I heard Sting had a new album coming out this fall. At this point listening to a Sting album felt like sitting up late at night with a tumbler of bourbon while thumbing through an old high school year book looking at pictures of that pretty girl from Geometry class in my sophomore year. I put on the first single from the new LP, The Bridge, a song called “If It’s Love” and… yes, it’s love! I should hate this song, it features whistling which I despise. I’ll be the first to admit, I consider any whistling in a song to be McCartney-level cheesy and yet this song is so catchy I can look past it. It tells the story of a man who awakes happy and smiling (“a muscle I rarely use,” which I can relate to) who calls his Dr to find out what’s wrong with him and it turns out, he’s in love. It’s such an earworm! It’s the best purely pop song Sting has done in years… I say that and yet there’s whistling! It’s an “Everything She Does Is Magic” meets “Don’t Stand So Close To Me.”

What would the rest of The Bridge hold? Would I be as disappointed as I was with 57th & 9th? The short answer is that this is the best, catchiest LP Sting has done in 20 years. It’s my favorite thing he’s done since Ten Summoner’s Tales. The album starts off with the upbeat, “Rushing Water.” It starts with an insistent drum beat like water on a rock. Sting sings over a plucked electric guitar until the chorus explodes like, well, rushing water from a broken pipe. “The Book Of Numbers” is another solid midtempo rock song complete with Biblical imagery set in a bar. The second half does get mellow, much like 57th & 9th, but in the case of The Bridge, I like the mellow tracks.

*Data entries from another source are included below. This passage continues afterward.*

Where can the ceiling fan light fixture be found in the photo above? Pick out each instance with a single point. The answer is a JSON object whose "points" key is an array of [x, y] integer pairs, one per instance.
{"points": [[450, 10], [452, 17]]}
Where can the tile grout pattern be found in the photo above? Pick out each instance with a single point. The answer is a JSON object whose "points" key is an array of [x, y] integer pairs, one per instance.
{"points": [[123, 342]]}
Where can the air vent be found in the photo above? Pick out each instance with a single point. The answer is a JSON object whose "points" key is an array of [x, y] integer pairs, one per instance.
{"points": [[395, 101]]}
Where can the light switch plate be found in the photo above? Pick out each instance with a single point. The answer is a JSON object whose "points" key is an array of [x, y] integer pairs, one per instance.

The LP is laid out like those old Rod Stewart LPs with a “Fast Side” and a “Slow Side.” The highlight on the mellow, back end is “The Bells Of St. Thomas.” A heartbroken man is awakened by church bells to find himself hungover in the bed of a rich woman… in Antwerp no less. To me, it’s one of the most evocative tracks Sting has ever written. 

Other highlights include “Harmony Road” which features a sax solo by none other than Brandford Marsalis who was in an early incarnation of Sting’s solo band and played on Dream Of The Blue Turtles. I thought I was having flashbacks. “For Her Love” is a beautiful love song that has echos of “Shape of My Heart.” There are a lot of moments on this LP like that, that remind you of Sting’s past glories while not reveling in them or feeling like cheap nostalgia. He seems to just be doing what he does well. I like the title track which is only Sting’s voice and a plucked acoustic guitar. “Loving You” is another standout track that could’ve been done just as effectively as a blues song, “if that’s not lovin’ you, then tell me what it is.” “Hills On The Border” is almost like a sea shanty but I dig it. Of the bonus tracks I liked his cover version of Otis Redding’s song “Dock Of The Bay,” but as long term readers know, I love cover songs.

If you’re like me and you’ve given up on Sting, or any artist for that matter, The Bridge is proof that there is always one more great album or song left. If someone’s art has moved you in the past, there’s a good chance that if you keep connected with the artist he will eventually pay off again. This is a real treat of a record and I urge everyone to check it out!

Cheers! And Happy Holidays to all of you!